PH.D DEFENCE - PUBLIC SEMINAR

A New Perspective For Large-Scale Autonomous Navigation

Speaker
Mr. Gao Wei
Advisor
Dr David Hsu, Provost'S Chair Professor, School of Computing


05 Sep 2023 Tuesday, 02:30 PM to 04:00 PM

Cerebro, COM1-02-05

Abstract:

This thesis provides a new system architecture, algorithms, implementation, and experimental evaluation of large-scale autonomous navigation in a complex, highly variable environment, with only coarse prior information, i.e., a floorplan and RGB camera sensors, without the need for accurate localizations.

Autonomous driving has been a dream for decades of human beings. Despite the rapid success of deep learning in perception and control, it is still far from human-level performance in people’s daily lives. Two fundamental challenges are forbidding autonomous navigation from achieving human-level performance. The traditional navigation system requires a highly accurate map of the working environment and highly accurate localization w.r.t. the map. However, it is a chicken and egg dilemma. Without a precise map, how do we get an accurate localization? On the other hand, how do we generate a precise map in an unknown environment without accurate localization?

This thesis tries to re-visit the autonomous navigation problem in a different aspect. We can decouple the autonomous navigation problem as high-level guidance and low-level navigation skills. We argue that local navigation skills are highly repeatable, like human drivers learn driving skills before being licensed. Those learned skills can help the human driver to go anywhere in the world following the traffic rules. Why won’t robots have similar skills to navigate anywhere following specific rules?

In our first work, we answer one question: How can a delivery robot navigate reliably to a destination in a new office building with minimal prior information? To tackle this challenge, we introduce a two-level hierarchical approach, which integrates model-free deep learning and model-based path planning. At the low level, a neural network motion controller, the intention-net, is trained end-to-end to provide robust local navigation—the intention-net maps images from a single monocular camera and "intentions" directly to robot controls. At the high level, a path planner uses a crude map, i.e., a 2-D floor plan, to compute a path from the robot’s current location to the goal. The planned route provides intentions to the intention net. Preliminary experiments suggest that the learned motion controller is robust against perceptual uncertainty, and by integrating with a path planner, it generalizes effectively to new environments and goals.

Secondly, we find that low-level motion controllers must handle partial observability due to the limited sensor coverage and dynamic environment changes. We further propose to train a neural network (NN) controller for local navigation via imitation learning. To tackle complex visual observations, we extract multi-scale spatial representations through CNNs. To tackle partial observability, we aggregate multi-scale spatial information over time and encode it in LSTMs. We use a separate memory module for each behavior mode to learn multimodal behaviors. Importantly, we integrate the multiple neural network modules into a unified controller that achieves robust performance for visual navigation in complex, partially observable environments. We implemented the controller on the quadrupedal Spot robot and evaluated it on three challenging tasks: adversarial pedestrian avoidance, blind-spot obstacle avoidance, and elevator riding. The experiments show that the proposed NN architecture significantly improves navigation performance.

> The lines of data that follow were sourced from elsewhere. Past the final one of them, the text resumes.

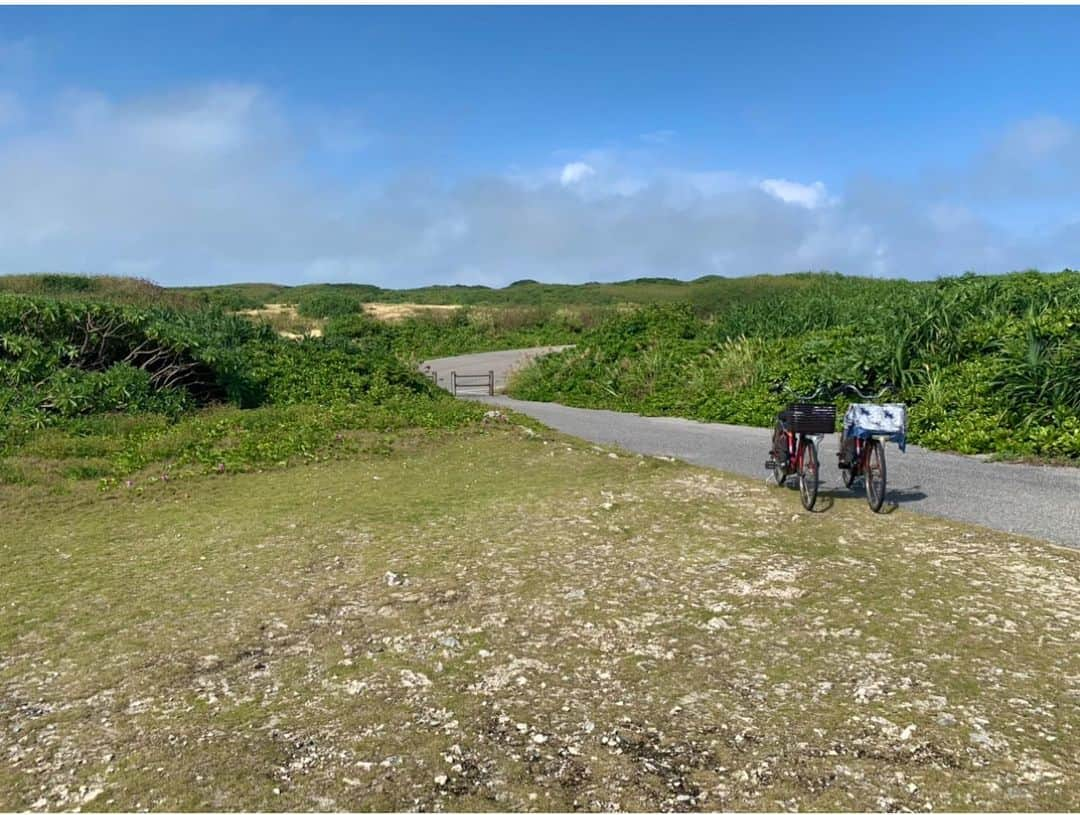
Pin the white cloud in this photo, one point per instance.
(576, 172)
(810, 195)
(658, 137)
(216, 185)
(1036, 138)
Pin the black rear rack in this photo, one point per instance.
(811, 419)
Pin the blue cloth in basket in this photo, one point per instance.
(867, 420)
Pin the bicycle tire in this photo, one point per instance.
(808, 474)
(875, 475)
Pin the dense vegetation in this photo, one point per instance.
(987, 364)
(705, 294)
(152, 374)
(468, 329)
(104, 390)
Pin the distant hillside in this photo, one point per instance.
(705, 294)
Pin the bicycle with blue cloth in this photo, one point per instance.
(867, 425)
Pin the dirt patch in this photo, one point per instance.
(516, 621)
(396, 312)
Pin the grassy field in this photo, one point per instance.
(502, 619)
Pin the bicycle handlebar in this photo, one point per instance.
(823, 391)
(877, 397)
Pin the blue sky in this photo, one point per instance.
(405, 146)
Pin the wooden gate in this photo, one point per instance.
(472, 383)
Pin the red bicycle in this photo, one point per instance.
(795, 439)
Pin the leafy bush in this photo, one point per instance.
(986, 364)
(72, 370)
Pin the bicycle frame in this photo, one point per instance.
(796, 448)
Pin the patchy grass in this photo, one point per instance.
(507, 620)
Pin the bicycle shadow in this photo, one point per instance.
(828, 497)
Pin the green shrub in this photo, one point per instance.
(986, 364)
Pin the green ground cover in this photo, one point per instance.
(986, 364)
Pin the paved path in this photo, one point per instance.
(1037, 501)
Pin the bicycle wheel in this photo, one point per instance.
(875, 475)
(779, 454)
(808, 474)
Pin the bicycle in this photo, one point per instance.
(795, 438)
(866, 426)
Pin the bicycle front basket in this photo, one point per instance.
(812, 419)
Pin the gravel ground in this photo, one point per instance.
(1037, 501)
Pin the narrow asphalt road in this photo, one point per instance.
(1037, 501)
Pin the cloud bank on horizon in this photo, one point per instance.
(216, 182)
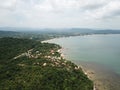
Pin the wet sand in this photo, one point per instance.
(103, 78)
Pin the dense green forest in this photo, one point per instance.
(31, 65)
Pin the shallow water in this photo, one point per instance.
(100, 53)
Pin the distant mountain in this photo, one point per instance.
(107, 32)
(13, 31)
(8, 33)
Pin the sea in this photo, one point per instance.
(98, 52)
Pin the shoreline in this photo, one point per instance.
(97, 74)
(102, 79)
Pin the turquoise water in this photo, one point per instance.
(99, 49)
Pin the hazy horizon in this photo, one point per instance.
(98, 14)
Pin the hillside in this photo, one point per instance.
(31, 65)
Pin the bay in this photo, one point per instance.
(97, 53)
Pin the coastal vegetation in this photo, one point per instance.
(31, 65)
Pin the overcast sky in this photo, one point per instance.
(60, 13)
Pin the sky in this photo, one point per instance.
(60, 13)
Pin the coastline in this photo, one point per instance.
(103, 78)
(97, 75)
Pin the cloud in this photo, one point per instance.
(59, 12)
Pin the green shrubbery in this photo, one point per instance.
(31, 74)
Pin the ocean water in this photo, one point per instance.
(103, 50)
(99, 55)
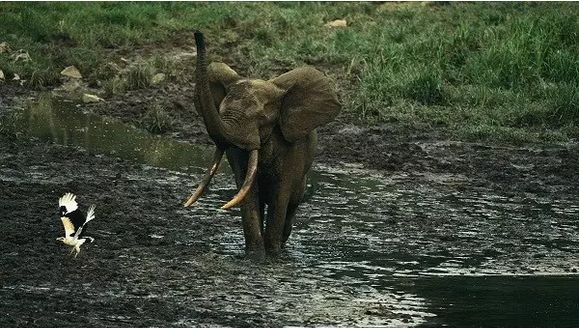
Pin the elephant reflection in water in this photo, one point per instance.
(267, 129)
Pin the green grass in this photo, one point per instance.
(502, 72)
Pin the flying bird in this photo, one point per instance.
(74, 222)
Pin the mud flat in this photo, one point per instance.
(443, 233)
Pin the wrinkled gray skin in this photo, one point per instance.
(277, 120)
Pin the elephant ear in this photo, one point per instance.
(220, 76)
(309, 102)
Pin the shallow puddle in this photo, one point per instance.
(368, 250)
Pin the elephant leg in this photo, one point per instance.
(291, 211)
(250, 208)
(289, 222)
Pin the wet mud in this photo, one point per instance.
(448, 234)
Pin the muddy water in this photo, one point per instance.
(368, 249)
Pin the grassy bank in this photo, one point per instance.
(506, 72)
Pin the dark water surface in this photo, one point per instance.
(368, 249)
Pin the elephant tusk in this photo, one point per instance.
(205, 182)
(249, 178)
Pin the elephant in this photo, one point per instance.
(267, 129)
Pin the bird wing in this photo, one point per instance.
(89, 216)
(68, 226)
(68, 201)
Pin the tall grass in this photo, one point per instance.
(479, 70)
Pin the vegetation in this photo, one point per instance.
(481, 71)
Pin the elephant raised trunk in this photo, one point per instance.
(217, 130)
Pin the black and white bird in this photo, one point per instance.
(74, 222)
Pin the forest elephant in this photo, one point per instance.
(267, 129)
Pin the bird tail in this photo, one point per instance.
(90, 214)
(68, 200)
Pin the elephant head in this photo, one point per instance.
(243, 113)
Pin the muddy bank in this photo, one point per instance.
(368, 249)
(389, 148)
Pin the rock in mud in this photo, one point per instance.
(72, 72)
(88, 98)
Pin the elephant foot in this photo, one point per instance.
(255, 250)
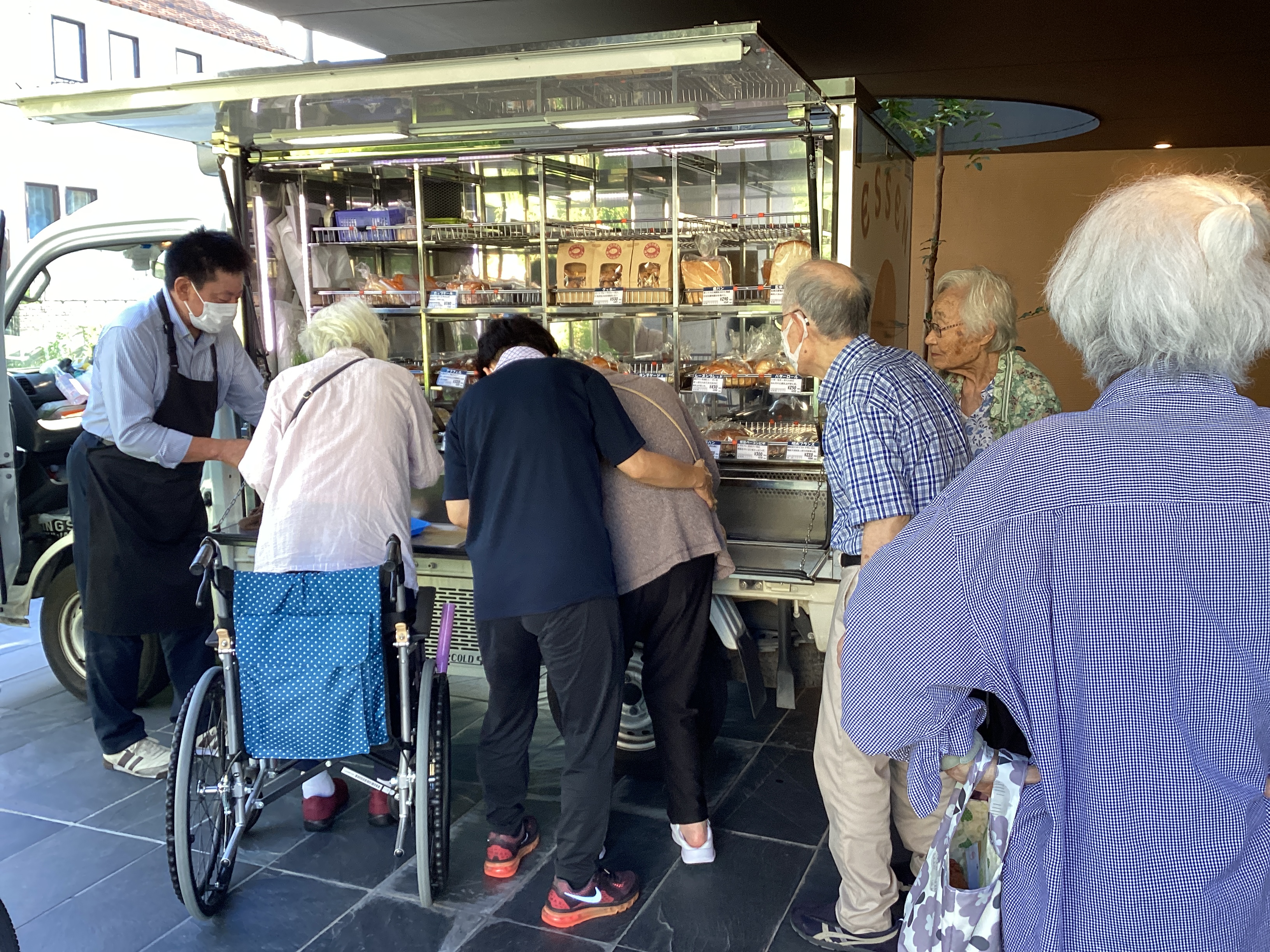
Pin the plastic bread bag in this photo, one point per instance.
(705, 270)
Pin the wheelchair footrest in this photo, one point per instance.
(369, 781)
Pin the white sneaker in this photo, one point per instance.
(694, 855)
(148, 760)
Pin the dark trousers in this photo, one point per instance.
(671, 616)
(582, 649)
(114, 662)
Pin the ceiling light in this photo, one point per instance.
(338, 135)
(626, 119)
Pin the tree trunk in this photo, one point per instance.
(935, 225)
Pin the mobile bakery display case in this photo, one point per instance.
(642, 196)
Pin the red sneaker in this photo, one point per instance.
(607, 894)
(503, 854)
(380, 810)
(321, 813)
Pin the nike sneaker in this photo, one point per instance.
(606, 894)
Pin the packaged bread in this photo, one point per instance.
(788, 257)
(651, 261)
(573, 264)
(768, 366)
(611, 263)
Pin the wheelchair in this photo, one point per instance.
(216, 790)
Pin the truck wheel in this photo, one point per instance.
(61, 630)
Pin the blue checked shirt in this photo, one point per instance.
(1107, 574)
(893, 438)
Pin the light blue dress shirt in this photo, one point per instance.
(130, 379)
(893, 438)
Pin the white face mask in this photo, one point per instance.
(785, 342)
(215, 318)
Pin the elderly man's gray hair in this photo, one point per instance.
(987, 305)
(832, 296)
(348, 323)
(1169, 273)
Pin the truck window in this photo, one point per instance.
(87, 290)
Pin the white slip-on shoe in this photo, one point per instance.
(148, 760)
(694, 855)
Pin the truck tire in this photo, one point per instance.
(635, 742)
(61, 630)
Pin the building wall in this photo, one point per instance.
(128, 168)
(1014, 217)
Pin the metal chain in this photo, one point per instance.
(237, 497)
(811, 525)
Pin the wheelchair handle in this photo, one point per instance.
(444, 634)
(206, 556)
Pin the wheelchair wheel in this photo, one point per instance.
(198, 823)
(432, 785)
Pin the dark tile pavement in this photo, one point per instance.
(83, 862)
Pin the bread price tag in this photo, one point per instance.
(453, 379)
(803, 452)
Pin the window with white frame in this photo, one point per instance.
(188, 63)
(125, 56)
(70, 54)
(79, 197)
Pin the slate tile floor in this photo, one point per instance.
(83, 864)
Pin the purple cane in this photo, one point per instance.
(445, 633)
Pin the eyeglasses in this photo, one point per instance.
(939, 329)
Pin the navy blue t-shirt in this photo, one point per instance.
(524, 447)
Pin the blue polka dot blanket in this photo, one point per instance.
(310, 663)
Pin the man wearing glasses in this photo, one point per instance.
(893, 441)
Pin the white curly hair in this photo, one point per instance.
(1169, 272)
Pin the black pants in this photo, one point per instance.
(581, 647)
(671, 616)
(114, 662)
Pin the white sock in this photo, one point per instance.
(319, 786)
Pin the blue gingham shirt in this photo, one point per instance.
(1107, 574)
(893, 437)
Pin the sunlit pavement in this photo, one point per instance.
(83, 862)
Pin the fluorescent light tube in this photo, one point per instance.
(619, 122)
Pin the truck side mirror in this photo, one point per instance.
(31, 298)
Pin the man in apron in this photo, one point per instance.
(162, 371)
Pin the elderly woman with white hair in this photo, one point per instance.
(1105, 574)
(971, 340)
(337, 478)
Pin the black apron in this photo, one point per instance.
(146, 521)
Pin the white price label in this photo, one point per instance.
(803, 452)
(785, 384)
(718, 298)
(450, 378)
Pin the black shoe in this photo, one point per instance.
(818, 924)
(503, 852)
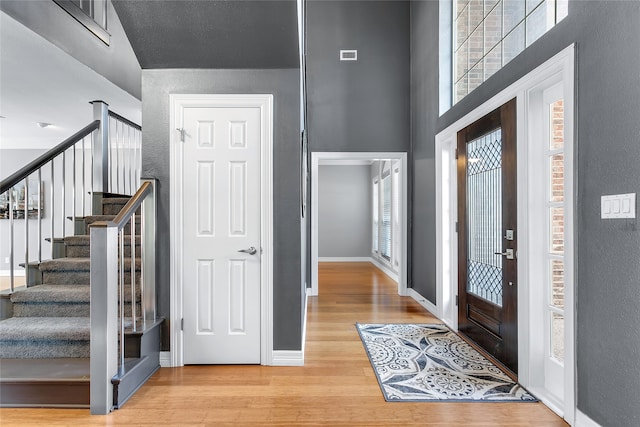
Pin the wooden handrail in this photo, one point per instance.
(133, 204)
(124, 120)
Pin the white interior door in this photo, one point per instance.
(221, 235)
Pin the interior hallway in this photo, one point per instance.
(336, 387)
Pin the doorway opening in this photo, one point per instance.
(386, 207)
(545, 223)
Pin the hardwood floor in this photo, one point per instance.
(336, 387)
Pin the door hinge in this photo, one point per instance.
(181, 130)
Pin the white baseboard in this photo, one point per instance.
(385, 269)
(287, 358)
(344, 259)
(16, 273)
(583, 420)
(431, 308)
(165, 359)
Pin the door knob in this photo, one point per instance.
(250, 251)
(507, 253)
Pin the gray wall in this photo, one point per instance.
(283, 84)
(608, 148)
(363, 105)
(116, 62)
(344, 211)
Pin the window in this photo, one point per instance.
(385, 228)
(386, 213)
(555, 214)
(375, 209)
(490, 33)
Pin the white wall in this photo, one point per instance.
(11, 161)
(344, 211)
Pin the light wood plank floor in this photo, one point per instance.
(336, 387)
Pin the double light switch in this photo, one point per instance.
(618, 206)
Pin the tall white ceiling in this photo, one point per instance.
(39, 82)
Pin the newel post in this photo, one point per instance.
(104, 315)
(100, 148)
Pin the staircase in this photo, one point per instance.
(45, 346)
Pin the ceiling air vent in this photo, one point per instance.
(348, 55)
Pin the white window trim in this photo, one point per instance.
(560, 68)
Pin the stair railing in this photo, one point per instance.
(109, 321)
(104, 156)
(22, 196)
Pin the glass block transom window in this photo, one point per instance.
(489, 33)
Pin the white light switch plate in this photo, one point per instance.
(618, 206)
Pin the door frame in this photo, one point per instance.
(316, 157)
(559, 68)
(265, 103)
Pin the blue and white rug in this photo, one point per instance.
(417, 363)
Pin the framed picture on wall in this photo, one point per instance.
(16, 196)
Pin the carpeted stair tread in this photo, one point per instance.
(80, 246)
(78, 264)
(95, 218)
(52, 293)
(25, 329)
(84, 240)
(66, 264)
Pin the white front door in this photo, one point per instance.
(221, 247)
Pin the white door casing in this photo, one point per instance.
(221, 204)
(338, 157)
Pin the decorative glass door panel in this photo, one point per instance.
(484, 217)
(487, 234)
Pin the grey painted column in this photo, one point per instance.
(100, 148)
(104, 315)
(148, 247)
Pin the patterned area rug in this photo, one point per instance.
(417, 363)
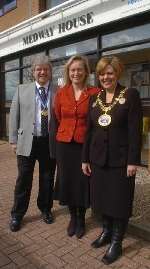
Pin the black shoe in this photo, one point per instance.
(15, 224)
(80, 230)
(113, 253)
(102, 240)
(47, 217)
(71, 229)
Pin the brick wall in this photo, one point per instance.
(25, 9)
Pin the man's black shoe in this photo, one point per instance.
(47, 217)
(15, 224)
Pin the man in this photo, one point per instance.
(28, 135)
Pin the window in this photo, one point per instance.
(126, 36)
(88, 45)
(53, 3)
(11, 78)
(7, 5)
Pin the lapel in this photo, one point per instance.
(30, 88)
(116, 93)
(70, 94)
(31, 96)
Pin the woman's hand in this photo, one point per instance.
(131, 170)
(14, 148)
(86, 169)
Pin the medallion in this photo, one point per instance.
(104, 120)
(122, 100)
(44, 113)
(94, 104)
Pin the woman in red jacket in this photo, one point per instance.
(71, 107)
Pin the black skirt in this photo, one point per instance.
(112, 192)
(72, 186)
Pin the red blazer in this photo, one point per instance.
(71, 114)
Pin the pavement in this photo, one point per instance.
(39, 245)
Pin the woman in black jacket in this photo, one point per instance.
(111, 154)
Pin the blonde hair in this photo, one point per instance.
(114, 61)
(84, 60)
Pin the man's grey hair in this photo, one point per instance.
(41, 59)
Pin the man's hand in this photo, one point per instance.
(131, 170)
(14, 147)
(86, 169)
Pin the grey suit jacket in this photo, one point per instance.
(22, 118)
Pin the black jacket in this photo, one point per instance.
(118, 144)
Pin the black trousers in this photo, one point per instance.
(39, 152)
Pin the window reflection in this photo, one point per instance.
(11, 83)
(69, 50)
(27, 60)
(11, 64)
(27, 75)
(125, 36)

Thirdly, there would be a compound error with imitation learning using behavior cloning. To tackle this challenge, we integrate inverse reinforcement learning (IRL) with our "intention" design to learn a better controller. An inverse reinforcement learning (IRL) agent learns to act intelligently by observing expert demonstrations and learning the expert’s underlying reward function. We present Context-Hierarchy IRL(CHIRL), a new IRL algorithm that exploits the context to scale up IRL and learn the reward functions of complex behaviors. CHIRL models the context hierarchically as a directed acyclic graph; it represents the reward function as a corresponding modular deep neural network that associates each network module with a node of the context hierarchy. The context hierarchy and the modular reward representation enable data sharing across multiple contexts and context-specific state abstraction, significantly improving learning performance. CHIRL naturally connects with hierarchical task planning when the context hierarchy represents subtask decomposition. It enables the incorporation of the prior knowledge of causal dependencies of subtasks. It makes it capable of solving large complex tasks by decoupling them into several subtasks and conquering each subtask to solve the original task. Experiments on benchmark tasks, including a large-scale autonomous driving task in the CARLA simulator, show promising results in scaling up IRL for tasks with complex reward functions.

Lastly, we develop a large-scale autonomous navigation system in a multi-terrain and multi-floor complex environment without the need to pre-scan the whole environment. Using existing floorplans and GPS maps, we design a two-level map system with topologic and topometric at the high level. We use our designed neural network controller at the low level to learn the repeatable navigation skills conditioned on global guidance. Our system has been successfully deployed on the Boston spot robots and can navigate autonomously on the NUS campus. It has been running autonomously for more than 100 kilometers since February 2021.